Drawing on her scan of existing research, Jill discussed the connections between oral health and economic mobility, self-image, mental health, substance abuse. These issues can be impacted by — but can also shape — our oral health. For example, mental illness is associated with greater tooth loss and dental decay. In fact, an article published just days after the conference indicates that periodontal disease may worsen the impact of depression on birth outcomes. Like other factors generally considered to be social determinants of health, they are distinct but also interrelated.
Christie further emphasized how oral health is inextricably linked to other barriers to socioeconomic success. She has helped lead on-the-ground studies examining the effectiveness of community health workers to improve family oral health through dietary and behavior change. This research helped shine a light on the fact that such interventions require addressing a host of “wicked problems” — that is, those complex problems of physical and social well-being that require multi-faceted solutions. Housing and food security, in addition to oral health, are some examples.
Across the board, the panel agreed that it is insufficient to treat children’s oral health, or even oral health in general, in isolation. We also each acknowledged that additional research is needed to strengthen the connections between oral health and family/community prosperity. The upcoming Surgeon General’s report on oral health represents a step in the right direction in this regard. It will be a significant opportunity to frame the importance of oral health beyond the clinical realm.
In addition to the plenary, I participated in a panel on oral health during pregnancy along with colleagues from the U.S. Centers for Disease Control and Prevention (CDC) and American Academy of Pediatrics. These partners have jointly released a new toolkit for medical and dental providers and patients aimed at improving access to care for pregnant women and new moms, and to help parents keep kids cavity-free.
During that session, I was also able to showcase some of CDHP’s recent work on oral health for pregnant women and new mothers. In working with lawmakers, it’s clear that more officials are understanding the need to prioritize pregnant women’s oral health.
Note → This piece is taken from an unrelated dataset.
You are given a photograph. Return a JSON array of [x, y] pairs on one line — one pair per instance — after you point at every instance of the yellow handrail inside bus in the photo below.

Members of Congress recently re-introduced maternal health legislation, the MOMMA Act, which includes crucial oral health provisions.
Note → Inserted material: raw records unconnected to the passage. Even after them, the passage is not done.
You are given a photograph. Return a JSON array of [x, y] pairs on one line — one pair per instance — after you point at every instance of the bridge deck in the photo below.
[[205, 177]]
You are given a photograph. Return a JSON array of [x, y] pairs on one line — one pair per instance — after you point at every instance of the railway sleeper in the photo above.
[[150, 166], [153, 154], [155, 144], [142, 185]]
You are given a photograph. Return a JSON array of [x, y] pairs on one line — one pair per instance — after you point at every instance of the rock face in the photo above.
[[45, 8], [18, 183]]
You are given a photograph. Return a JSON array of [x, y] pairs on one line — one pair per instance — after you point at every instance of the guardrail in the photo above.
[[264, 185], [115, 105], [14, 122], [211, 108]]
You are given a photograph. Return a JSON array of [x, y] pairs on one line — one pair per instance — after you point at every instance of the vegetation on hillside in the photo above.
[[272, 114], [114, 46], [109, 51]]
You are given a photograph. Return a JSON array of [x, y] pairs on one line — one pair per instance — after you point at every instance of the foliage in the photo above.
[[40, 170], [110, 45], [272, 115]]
Beyond the presentations in which CDHP staff were involved, the content at this year’s NOHC focused heavily on strategies to better integrate oral health into the broader health care system. That remains a longstanding priority for CDHP and its partners. We look forward to capitalizing on opportunities to share our expertise with others and identify new strategies to eliminate poor oral health as a barrier for children and families.